Should You Hire A COO? - eladgil
http://blog.eladgil.com/2013/02/should-you-hire-coo.html

======
ChikkaChiChi
This article seems to lump the concept of a COO and a President together. In
our environment the President handles M&A, HR, partnerships, etc. while
Operations is responsible for establishing processes, inter-department
communication, project management, and the like.

In my opinion, a COO should be there to introduce and maintain discipline and
structure where there may be none. They should be able to:

1\. Establish responsibility, accountability, recognition, and reward for the
employees.

2\. Define procedures for as much as possible of the day-to-day eventualities
within a company.

3\. Be the intermediary in communication breakdowns that can occur between the
executives and the staff.

4\. Lead projects that are directly related to the well being of the company's
infrastructure

5\. Provide the structure required to be successful, but the understanding to
not limit the challenges and will of your creative teams

6\. Master of risk analysis

7\. Develop an understanding and proficiency in the "Why's" of each part of
the company, not necessarily the "What's"
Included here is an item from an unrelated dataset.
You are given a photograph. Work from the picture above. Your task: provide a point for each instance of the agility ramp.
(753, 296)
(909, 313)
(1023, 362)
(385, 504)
8\. Learn to be the Devil's Advocate to the CEO without being a douche about
it

The last one is important. You better trust your COO to keep your head on
straight because the higher your status as a company climbs, the less likely
others will be to be honest about what they are really feeling. A COO should
always try and be the opposing voice if only to make sure that two sides to
every situation are represented.

Personally, I don't think every company needs a COO; especially startups.
There is something to be said about the Wild West atmosphere playing fast and
loose can bring, and a COO is there to keep the part a little under control.
But if you DO need one, then remember how important your decision will be in
selecting the right candidate.

------
ericwu01
Great post, COO's can help scale an organization and optimize company
processes. Should definitely compliment and help execute on the CEO's vision.

------
rey
This was a useful post. It gave me a lot to think about when I hire my own
COO.